I nodded, shocked at the truth of what she'd said. Max would never trip. But he had! I'd seen him wobble on the edge and fall. I thrust the thought away. She handed me the drawing and my heart lurched. The sketch, for it was little more than that, showed Max standing in an open French window, the light from outside so strong that his left side dissolved into the glare. Only the right half of his body had been worked up. He was naked, balanced, confident, laughing and secure in himself; not looking directly at the viewer, but including us in his energetic embrace of life. I sagged to a chair.

Mad's gaze was unreadable. 'Did I capture him?'

I think I whimpered.

She placed cool fingers on my neck and whispered, 'It's yours - if you want it.'

I couldn't speak. The silence was broken by a car horn.

'That'll be Brian and the kids. Must rush. See you tomorrow.' Wrapping herself in the doona, she headed for the door.

I raced after her, pulled her into a rough hug and kissed her on the forehead. 'Thank you, Mad. I will treasure it.'

'I know.' She ran to the late-model station wagon in which husband and two teenagers were waiting, waved breezily, and was gone.

I barely had time to store the drawings before an elderly, portly gentleman arrived, armed with a photograph album and one large parcel.

'Bill Smith,' he declaimed, a well-manicured hand held out on a stiff arm. I shook it and introduced myself.

'Bad about Max. Hope the gallery stays true to his vision,' he rapped.

'So do I. Maybe your work will assist that to happen?'

He stared at me suspiciously as though seeking sarcasm, then opened his parcel. It contained a large oil painting. He placed it on one side of the gallery and led me to the opposite wall where I was obviously expected to pass judgement. The painting was beautiful, full of tantalising textural effects and a subtlety of colour I thought no longer existed, but I had no idea what I was looking at. No matter how I turned my head it remained an exquisite object without meaning. When the silence began to crystallise on the air, embarrassment loosened an honest tongue. 'I love it, what is it?'

'Someone scratching their armpit. Look, there's a bit of one finger, the nail of another, a fold of skin, the tones of flesh – it's all there,' he ended irritably, as though pointing out the obvious to an imbecile.

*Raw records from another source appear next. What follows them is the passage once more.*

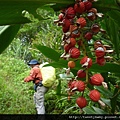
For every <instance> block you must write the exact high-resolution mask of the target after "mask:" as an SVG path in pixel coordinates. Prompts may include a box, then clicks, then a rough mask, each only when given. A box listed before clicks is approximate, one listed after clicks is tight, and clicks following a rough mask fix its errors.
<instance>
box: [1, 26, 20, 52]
mask: <svg viewBox="0 0 120 120" xmlns="http://www.w3.org/2000/svg"><path fill="white" fill-rule="evenodd" d="M19 28H20V25H12V26H10V25H8V26H0V54H1V53H2V52H3V51H4V50H5V49H6V48H7V47H8V46H9V44H10V43H11V42H12V40H13V39H14V37H15V35H16V34H17V32H18V30H19Z"/></svg>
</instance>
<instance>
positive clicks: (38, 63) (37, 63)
mask: <svg viewBox="0 0 120 120" xmlns="http://www.w3.org/2000/svg"><path fill="white" fill-rule="evenodd" d="M36 64H40V63H39V62H38V60H36V59H33V60H31V61H30V62H29V63H28V65H36Z"/></svg>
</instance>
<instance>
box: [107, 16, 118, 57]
mask: <svg viewBox="0 0 120 120" xmlns="http://www.w3.org/2000/svg"><path fill="white" fill-rule="evenodd" d="M108 22H109V32H110V33H109V36H110V38H111V42H112V43H113V45H114V47H115V52H116V54H117V57H118V58H119V47H120V41H119V40H120V38H119V26H118V25H117V24H116V23H115V21H114V20H113V19H111V18H109V21H108Z"/></svg>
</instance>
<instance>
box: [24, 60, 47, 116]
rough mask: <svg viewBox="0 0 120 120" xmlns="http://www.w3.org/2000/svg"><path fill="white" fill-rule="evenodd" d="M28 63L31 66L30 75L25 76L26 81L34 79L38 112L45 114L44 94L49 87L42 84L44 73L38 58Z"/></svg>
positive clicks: (32, 80) (36, 102)
mask: <svg viewBox="0 0 120 120" xmlns="http://www.w3.org/2000/svg"><path fill="white" fill-rule="evenodd" d="M28 65H29V66H30V67H31V70H30V75H29V76H27V77H25V78H24V82H30V81H33V83H34V89H35V93H34V96H33V100H34V103H35V106H36V110H37V114H45V106H44V95H45V93H46V92H47V91H48V88H46V87H44V86H43V85H42V74H41V71H40V68H39V65H40V63H39V62H38V60H36V59H33V60H31V61H30V62H29V63H28Z"/></svg>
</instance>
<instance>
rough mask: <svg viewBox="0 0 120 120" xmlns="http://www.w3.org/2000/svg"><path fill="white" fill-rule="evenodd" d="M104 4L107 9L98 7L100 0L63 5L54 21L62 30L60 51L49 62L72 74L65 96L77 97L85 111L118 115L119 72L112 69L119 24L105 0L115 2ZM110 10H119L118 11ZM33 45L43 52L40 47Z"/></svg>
mask: <svg viewBox="0 0 120 120" xmlns="http://www.w3.org/2000/svg"><path fill="white" fill-rule="evenodd" d="M103 3H104V4H105V5H106V4H107V9H104V10H101V8H100V6H99V4H100V1H98V2H96V1H95V0H76V1H75V2H74V4H72V5H69V6H66V7H64V8H62V9H61V10H60V13H59V14H58V19H57V20H54V23H55V24H56V26H59V27H61V32H62V33H63V36H61V46H62V47H63V53H62V54H61V55H60V54H58V60H57V61H56V62H54V63H52V64H51V65H53V66H54V67H60V68H62V67H63V68H64V67H65V68H66V71H65V73H66V75H68V76H69V75H70V73H71V72H72V73H73V74H74V77H73V76H71V79H69V80H68V81H67V82H68V98H69V100H70V97H71V99H72V97H73V96H77V97H76V101H75V99H72V100H74V101H75V102H76V104H77V105H78V106H79V108H80V109H81V111H82V112H83V113H86V114H89V113H94V114H96V113H97V114H106V113H114V114H115V113H117V114H118V111H119V97H120V96H119V75H118V74H117V73H116V72H115V71H114V70H115V69H116V70H119V68H118V66H119V60H118V59H119V53H118V51H119V48H118V46H119V43H118V45H115V43H114V42H113V41H114V40H116V41H119V35H116V34H113V32H114V33H119V26H116V25H117V23H115V22H114V23H115V24H116V25H115V24H114V23H113V21H114V20H113V18H111V15H110V13H109V12H108V3H109V4H111V3H115V1H109V2H108V1H105V2H103ZM116 6H117V4H116ZM114 7H115V6H114ZM111 11H112V10H111ZM113 11H114V12H116V13H119V12H118V11H119V10H113ZM113 11H112V12H113ZM112 23H113V24H114V28H113V25H111V24H112ZM109 26H111V27H112V28H109ZM115 26H116V27H115ZM109 29H112V30H109ZM113 30H114V31H113ZM110 31H111V32H110ZM115 31H116V32H115ZM113 39H114V40H113ZM35 46H36V47H37V48H38V49H39V50H41V51H42V49H41V48H42V46H37V45H35ZM48 53H49V54H52V51H51V53H50V51H49V52H48ZM59 55H60V56H59ZM53 59H54V57H53ZM113 66H114V67H115V69H114V68H113ZM69 77H70V76H69ZM115 77H116V79H115ZM112 79H114V82H113V81H112ZM76 92H77V93H76ZM78 92H79V93H78ZM76 94H77V95H76ZM74 98H75V97H74ZM91 101H92V102H91ZM98 104H100V106H99V105H98ZM96 106H97V107H96ZM108 109H110V110H108Z"/></svg>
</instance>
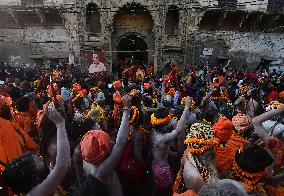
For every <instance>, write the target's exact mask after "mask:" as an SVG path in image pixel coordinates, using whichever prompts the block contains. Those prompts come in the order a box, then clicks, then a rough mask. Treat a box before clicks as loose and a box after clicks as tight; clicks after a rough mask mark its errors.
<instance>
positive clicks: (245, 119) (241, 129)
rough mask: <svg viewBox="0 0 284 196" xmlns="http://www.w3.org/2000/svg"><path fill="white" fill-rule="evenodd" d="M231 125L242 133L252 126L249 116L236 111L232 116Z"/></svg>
mask: <svg viewBox="0 0 284 196" xmlns="http://www.w3.org/2000/svg"><path fill="white" fill-rule="evenodd" d="M232 122H233V125H234V127H235V129H236V130H237V131H238V132H239V133H242V132H244V131H246V130H248V129H249V128H250V127H251V126H252V122H251V118H250V117H249V116H247V115H245V114H242V113H238V114H237V115H236V116H234V117H233V118H232Z"/></svg>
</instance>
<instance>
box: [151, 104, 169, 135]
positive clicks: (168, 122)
mask: <svg viewBox="0 0 284 196" xmlns="http://www.w3.org/2000/svg"><path fill="white" fill-rule="evenodd" d="M169 113H170V110H169V109H168V108H165V107H161V108H158V110H157V111H156V112H155V117H156V118H157V119H163V118H166V117H167V116H168V115H169ZM170 122H171V120H169V122H168V123H167V124H165V125H158V126H153V128H154V129H155V130H156V131H158V132H160V133H163V134H165V133H170V132H171V131H172V130H173V125H172V124H171V123H170Z"/></svg>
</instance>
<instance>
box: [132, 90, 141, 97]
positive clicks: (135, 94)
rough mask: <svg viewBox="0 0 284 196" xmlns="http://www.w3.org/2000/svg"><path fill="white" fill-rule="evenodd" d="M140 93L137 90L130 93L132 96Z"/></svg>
mask: <svg viewBox="0 0 284 196" xmlns="http://www.w3.org/2000/svg"><path fill="white" fill-rule="evenodd" d="M138 93H139V91H138V90H137V89H132V90H131V92H130V96H132V97H133V96H135V95H137V94H138Z"/></svg>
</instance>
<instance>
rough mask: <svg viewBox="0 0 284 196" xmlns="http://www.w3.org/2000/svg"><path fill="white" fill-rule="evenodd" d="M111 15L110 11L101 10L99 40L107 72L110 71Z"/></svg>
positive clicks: (111, 69)
mask: <svg viewBox="0 0 284 196" xmlns="http://www.w3.org/2000/svg"><path fill="white" fill-rule="evenodd" d="M113 15H114V13H112V12H111V11H109V12H105V11H104V12H101V40H102V46H103V48H102V49H103V53H104V57H105V66H106V67H107V70H109V71H108V73H109V74H111V73H112V46H111V34H112V29H113V25H112V23H113Z"/></svg>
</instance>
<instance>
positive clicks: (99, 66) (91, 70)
mask: <svg viewBox="0 0 284 196" xmlns="http://www.w3.org/2000/svg"><path fill="white" fill-rule="evenodd" d="M105 71H106V67H105V65H104V64H103V63H101V62H100V63H99V64H94V63H92V64H91V65H90V67H89V73H90V74H93V73H98V72H105Z"/></svg>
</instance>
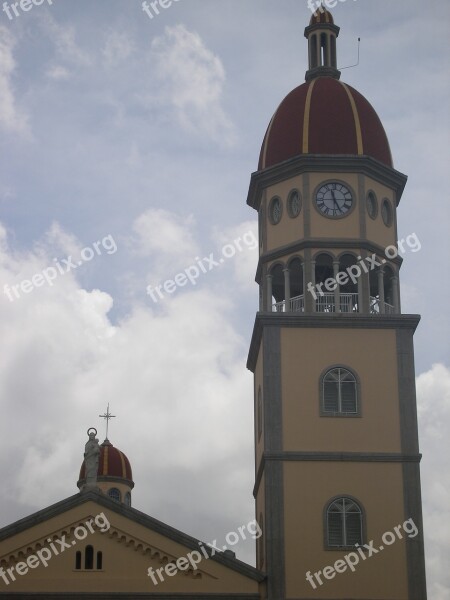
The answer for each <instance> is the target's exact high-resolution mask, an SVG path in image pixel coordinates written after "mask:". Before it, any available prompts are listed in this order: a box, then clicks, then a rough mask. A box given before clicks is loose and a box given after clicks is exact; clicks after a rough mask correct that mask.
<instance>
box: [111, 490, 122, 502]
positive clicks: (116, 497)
mask: <svg viewBox="0 0 450 600" xmlns="http://www.w3.org/2000/svg"><path fill="white" fill-rule="evenodd" d="M108 496H109V497H110V498H111V500H114V501H115V502H120V501H121V500H122V494H121V493H120V490H118V489H117V488H111V489H109V490H108Z"/></svg>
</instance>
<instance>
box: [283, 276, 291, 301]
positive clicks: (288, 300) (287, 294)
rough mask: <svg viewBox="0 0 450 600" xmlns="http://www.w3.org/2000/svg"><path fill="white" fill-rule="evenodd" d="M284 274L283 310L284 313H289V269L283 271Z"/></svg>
mask: <svg viewBox="0 0 450 600" xmlns="http://www.w3.org/2000/svg"><path fill="white" fill-rule="evenodd" d="M283 273H284V310H285V312H290V311H291V277H290V273H289V267H285V268H284V269H283Z"/></svg>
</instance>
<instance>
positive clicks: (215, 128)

I looked again and it was - a delightful, intelligent and perfectly executed puzzle. I browsed through the photographs of his other works and eventually deciphered three more - a segment of an eye nestling into the fold of a lid, the back of an ear, and bits of toenail and toes. There were also several that looked altogether more risqué. Bill wasn't talkative, had no desire to pass the time of day and appeared impatient to go. Within a few minutes I'd signed him up and arranged that the following Tuesday morning he would deliver his paintings, ready to hang, with a list of titles and prices for the catalogue.

At five o'clock I ushered out the last visitor, a surly woman, annoyed there was nothing to buy and clearly unimpressed by an invitation to the opening of the next show and my promise that it would be even more exciting than the one she'd missed. I closed and locked the doors, cleaned up and went up to my room. The envelope containing Mad's drawing lay on my pillow but I didn't dare look.

Later, perhaps. I put it carefully away, donned one of Max's track-suits, jogged to the Post Office, mailed the invitations, then sweated it out for an hour along the beach.

Cold and hungry I staggered home drenched by a squall. Frances was still out.